Les résistances des élèves peuvent, inversement, faire prendre conscience à un enseignant de ses propres limites, de ses défauts et de ses insuffisances. L’enseignant sadique, par exemple, ressentira, en « pratiquant » son sadisme plus ou moins latent, la révolte des élèves. Il ressentira « la montée angoissante des pulsions sadiques »[7], l’angoisse apparaissant comme un « châtiment », ou plutôt un symptôme, susceptible, s’il en prend conscience, de lui assurer à l’avenir, un fonctionnement psychologique plus harmonieux.

Le parallèle établi entre l’activité du psychologue et celle de l’enseignant, peut paraître abusif, dangereux ou révélateur d’une « déviation » psychologisante, mais les propos de P. SIVADON, psychiatre s’occupant d’enseignants en difficulté, nous semblent propres à lever toute ambiguïté et à clarifier les choses : « On est parfois étonné de la parenté, voire de la similitude des méthodes employées par les éducateurs et par les psychiatres. Quoi de plus naturel cependant, puisque les uns et les autres cherchent à mettre en œuvre des fonctions encore fragiles ; pour les uns, parce qu’elles sont naissantes, pour les autres, parce qu’elle sont détériorées »[8].

Pour revenir à l’exemple de l’enseignant sadique, nous voulons dire que, vivant ou théâtralisant son sadisme, ce dernier provoquera forcément en retour des défenses et des résistances de la part des élèves « sadisés », sous forme d’agressivité, par exemple. Il sentira par contre-coup, la montée d’une certaine angoisse qui semble être là, comme naturellement, pour limiter un sadisme (trop) naturel, lui aussi, mais à condition qu’il reste à l’intérieur de certaines limites.

Il arrive, inversement, que les élèves « sadisent » leur professeur, et le fait que surgisse cette situation « anormale », peut aider le professeur à en prendre conscience et à la dépasser. Son équilibre peut certes être un moment menacé, mais s’il parvient à résoudre la difficulté rencontrée, il sera devenu plus fort psychologiquement. Et, comme l’écrit Jacques LESOURNE : « Au terme d’une longue et douloureuse transition au cours de laquelle la profession a été presque sinistrée, les enseignants se retrouvent aujourd’hui plus aguerris, plus disposés à faire face aux rudes réalités de leur métier, plus proches que jamais d’une jeunesse en difficulté »[9].

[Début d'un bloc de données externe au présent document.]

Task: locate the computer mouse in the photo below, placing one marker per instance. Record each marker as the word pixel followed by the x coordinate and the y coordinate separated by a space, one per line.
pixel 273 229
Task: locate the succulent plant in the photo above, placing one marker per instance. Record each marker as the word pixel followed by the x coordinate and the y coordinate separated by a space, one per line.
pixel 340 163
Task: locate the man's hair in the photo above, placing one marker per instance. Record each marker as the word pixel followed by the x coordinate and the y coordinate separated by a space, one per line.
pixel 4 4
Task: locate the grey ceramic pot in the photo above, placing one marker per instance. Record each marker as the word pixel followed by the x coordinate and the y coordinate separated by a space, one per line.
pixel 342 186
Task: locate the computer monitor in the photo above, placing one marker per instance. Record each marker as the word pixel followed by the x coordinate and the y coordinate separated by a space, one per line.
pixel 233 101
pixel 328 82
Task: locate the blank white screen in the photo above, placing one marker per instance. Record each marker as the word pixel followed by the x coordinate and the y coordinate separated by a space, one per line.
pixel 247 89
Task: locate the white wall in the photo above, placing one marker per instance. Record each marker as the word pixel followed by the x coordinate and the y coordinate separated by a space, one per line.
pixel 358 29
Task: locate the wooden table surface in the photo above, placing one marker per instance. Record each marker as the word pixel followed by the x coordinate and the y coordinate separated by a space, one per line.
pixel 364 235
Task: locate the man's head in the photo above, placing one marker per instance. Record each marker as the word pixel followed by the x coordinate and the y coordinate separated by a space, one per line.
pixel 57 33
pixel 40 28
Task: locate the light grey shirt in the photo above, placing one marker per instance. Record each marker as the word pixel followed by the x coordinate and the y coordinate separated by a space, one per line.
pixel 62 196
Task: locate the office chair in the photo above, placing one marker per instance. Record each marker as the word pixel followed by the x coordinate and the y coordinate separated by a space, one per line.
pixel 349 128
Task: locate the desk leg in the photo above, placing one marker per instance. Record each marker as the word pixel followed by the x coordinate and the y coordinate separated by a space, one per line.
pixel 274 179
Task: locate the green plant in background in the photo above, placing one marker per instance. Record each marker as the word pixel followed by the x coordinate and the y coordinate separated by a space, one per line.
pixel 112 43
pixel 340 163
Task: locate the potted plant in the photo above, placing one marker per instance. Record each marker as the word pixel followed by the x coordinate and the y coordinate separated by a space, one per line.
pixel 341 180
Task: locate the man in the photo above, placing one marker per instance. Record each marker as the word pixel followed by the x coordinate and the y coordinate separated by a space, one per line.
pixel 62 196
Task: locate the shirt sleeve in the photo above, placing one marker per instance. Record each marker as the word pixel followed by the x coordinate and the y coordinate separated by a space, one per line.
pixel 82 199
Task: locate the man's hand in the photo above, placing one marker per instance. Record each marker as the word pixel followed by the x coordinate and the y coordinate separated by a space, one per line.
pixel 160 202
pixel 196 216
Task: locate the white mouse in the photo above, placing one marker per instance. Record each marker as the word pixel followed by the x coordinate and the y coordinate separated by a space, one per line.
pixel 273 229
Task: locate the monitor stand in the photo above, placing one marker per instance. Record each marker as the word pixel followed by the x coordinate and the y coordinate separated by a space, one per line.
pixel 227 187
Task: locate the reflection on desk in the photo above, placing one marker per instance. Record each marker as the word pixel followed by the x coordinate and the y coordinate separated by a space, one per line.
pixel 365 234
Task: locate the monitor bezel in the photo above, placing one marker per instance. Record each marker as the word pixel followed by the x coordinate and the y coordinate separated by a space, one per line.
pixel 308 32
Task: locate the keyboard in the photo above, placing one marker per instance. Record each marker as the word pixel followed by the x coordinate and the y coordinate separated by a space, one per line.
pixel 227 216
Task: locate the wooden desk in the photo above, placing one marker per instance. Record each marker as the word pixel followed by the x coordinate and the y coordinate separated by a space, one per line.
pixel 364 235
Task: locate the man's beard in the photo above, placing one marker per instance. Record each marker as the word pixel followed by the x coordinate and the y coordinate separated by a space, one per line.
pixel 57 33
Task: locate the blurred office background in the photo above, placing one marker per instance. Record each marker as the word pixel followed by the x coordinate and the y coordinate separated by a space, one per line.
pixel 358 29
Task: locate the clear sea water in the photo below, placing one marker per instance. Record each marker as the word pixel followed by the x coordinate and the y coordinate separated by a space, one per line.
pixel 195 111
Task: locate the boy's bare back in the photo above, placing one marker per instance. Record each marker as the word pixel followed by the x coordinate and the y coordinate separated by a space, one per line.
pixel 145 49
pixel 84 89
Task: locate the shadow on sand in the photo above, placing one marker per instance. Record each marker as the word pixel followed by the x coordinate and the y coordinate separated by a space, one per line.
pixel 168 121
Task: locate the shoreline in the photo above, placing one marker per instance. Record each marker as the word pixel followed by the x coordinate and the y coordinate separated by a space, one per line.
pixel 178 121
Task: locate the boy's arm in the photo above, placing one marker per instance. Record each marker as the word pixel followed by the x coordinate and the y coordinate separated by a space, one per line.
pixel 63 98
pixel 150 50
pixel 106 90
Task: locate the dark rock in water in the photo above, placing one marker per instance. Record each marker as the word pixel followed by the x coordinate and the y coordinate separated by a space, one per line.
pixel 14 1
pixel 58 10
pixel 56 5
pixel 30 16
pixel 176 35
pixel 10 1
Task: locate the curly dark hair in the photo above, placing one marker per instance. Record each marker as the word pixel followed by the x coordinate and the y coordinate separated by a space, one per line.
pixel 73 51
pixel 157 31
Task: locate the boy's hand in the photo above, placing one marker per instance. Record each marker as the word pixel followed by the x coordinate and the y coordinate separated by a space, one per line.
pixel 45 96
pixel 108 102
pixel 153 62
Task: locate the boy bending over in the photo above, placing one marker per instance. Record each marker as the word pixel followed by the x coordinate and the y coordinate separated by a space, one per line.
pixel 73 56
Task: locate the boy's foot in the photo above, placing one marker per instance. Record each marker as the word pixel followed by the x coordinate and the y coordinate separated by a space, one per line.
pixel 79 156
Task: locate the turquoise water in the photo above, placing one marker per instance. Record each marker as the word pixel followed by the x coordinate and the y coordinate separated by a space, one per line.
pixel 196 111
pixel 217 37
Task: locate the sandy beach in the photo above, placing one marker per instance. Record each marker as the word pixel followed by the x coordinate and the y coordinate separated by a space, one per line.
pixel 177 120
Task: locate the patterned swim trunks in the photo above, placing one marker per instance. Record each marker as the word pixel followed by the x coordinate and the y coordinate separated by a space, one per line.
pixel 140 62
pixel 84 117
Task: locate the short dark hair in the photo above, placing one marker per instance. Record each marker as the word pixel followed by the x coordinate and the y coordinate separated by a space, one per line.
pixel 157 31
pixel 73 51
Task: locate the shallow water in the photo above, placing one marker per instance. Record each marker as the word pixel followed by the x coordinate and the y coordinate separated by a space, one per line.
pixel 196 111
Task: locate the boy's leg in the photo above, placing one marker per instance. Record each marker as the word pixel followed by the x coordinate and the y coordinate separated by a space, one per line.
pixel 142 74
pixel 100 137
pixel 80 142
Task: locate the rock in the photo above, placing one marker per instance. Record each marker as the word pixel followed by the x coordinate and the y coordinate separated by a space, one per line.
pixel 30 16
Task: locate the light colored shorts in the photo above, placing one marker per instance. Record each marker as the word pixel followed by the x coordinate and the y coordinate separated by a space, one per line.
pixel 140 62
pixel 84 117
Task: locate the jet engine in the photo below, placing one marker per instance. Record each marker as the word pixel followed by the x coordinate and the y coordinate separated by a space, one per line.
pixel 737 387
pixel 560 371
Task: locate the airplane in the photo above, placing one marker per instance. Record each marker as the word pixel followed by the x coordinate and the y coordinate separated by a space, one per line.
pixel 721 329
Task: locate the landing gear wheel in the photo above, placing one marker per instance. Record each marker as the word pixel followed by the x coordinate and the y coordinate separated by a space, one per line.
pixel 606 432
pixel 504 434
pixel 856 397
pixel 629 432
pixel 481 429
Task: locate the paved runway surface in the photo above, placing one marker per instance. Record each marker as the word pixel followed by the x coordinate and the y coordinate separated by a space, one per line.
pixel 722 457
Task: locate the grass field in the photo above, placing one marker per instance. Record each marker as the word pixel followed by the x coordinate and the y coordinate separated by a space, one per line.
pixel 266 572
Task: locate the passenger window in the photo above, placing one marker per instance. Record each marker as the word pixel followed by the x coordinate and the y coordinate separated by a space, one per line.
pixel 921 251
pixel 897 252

Le fait que l’enseignant ait constamment à poser des limites aux désirs infantiles de ses élèves, peut aussi, dans certains cas, l’aider à mettre un terme (ou des limites) à ses propres désirs infantiles encore trop « vivaces » : « adultifiant » la relation qu’il entretient avec ses élèves, l’enseignant peut aussi devenir « adulte » lui-même, ou en tout cas amorcer un dialogue constructif entre l’enfant (Puer-Eternus) qui sommeille encore (et normalement) en lui et son Moi adulte : « Car il y a dans l’adulte un enfant, un enfant éternel toujours en état de devenir, jamais terminé, qui aurait un besoin constant de soins, d’attention et d’éducation. C’est cette partie de la personnalité humaine qui voudrait se développer en totalité. Or l’homme de notre temps est à une distance astronomique de cette totalité. Dans l’obscur pressentiment de ce qui lui fait défaut, il s’empare de l’éducation de l’enfant, il s’enthousiasme pour la psychologie infantile parce qu’il aime à supposer que dans sa propre éducation et le développement de son enfance quelque chose doit avoir marché de travers, quelque chose qui pourrait être extirpé dans la génération prochaine »[10].

Toutes nos constatations vont bien dans le sens de ce que dit Maurice MASCHINO lorsqu’il écrit que, les professeurs « nous avons besoin des élèves », même s’il n’en tire pas, à notre avis, tous les enseignements et tous les bénéfices possibles.

« Brisant » des résistances (plus ou moins pathologiques), le professeur peut, c’est sûr, prendre conscience de sa « force » psychologique, ou celle-ci peut naître et surgir peu à peu de cette sorte d’affrontement « thérapeutique » au sens large, ainsi que nous le relatons ailleurs en nous appuyant sur notre propre expérience vécue[11].

Une chose est certaine, lorsque l’enseignant parvient à stabiliser sa relation aux élèves d’une classe et à faire naître une certaine harmonie entre lui et les adolescents (harmonie qui résulte d’un dialogue lui-même plus ou moins harmonieux entre toutes les instances psychologiques mises en jeu dans un groupe-classe), le cours est vécu par tous comme une sorte de « plaisir », de par ses vertus stabilisantes et constructrices de la personnalité de chacun.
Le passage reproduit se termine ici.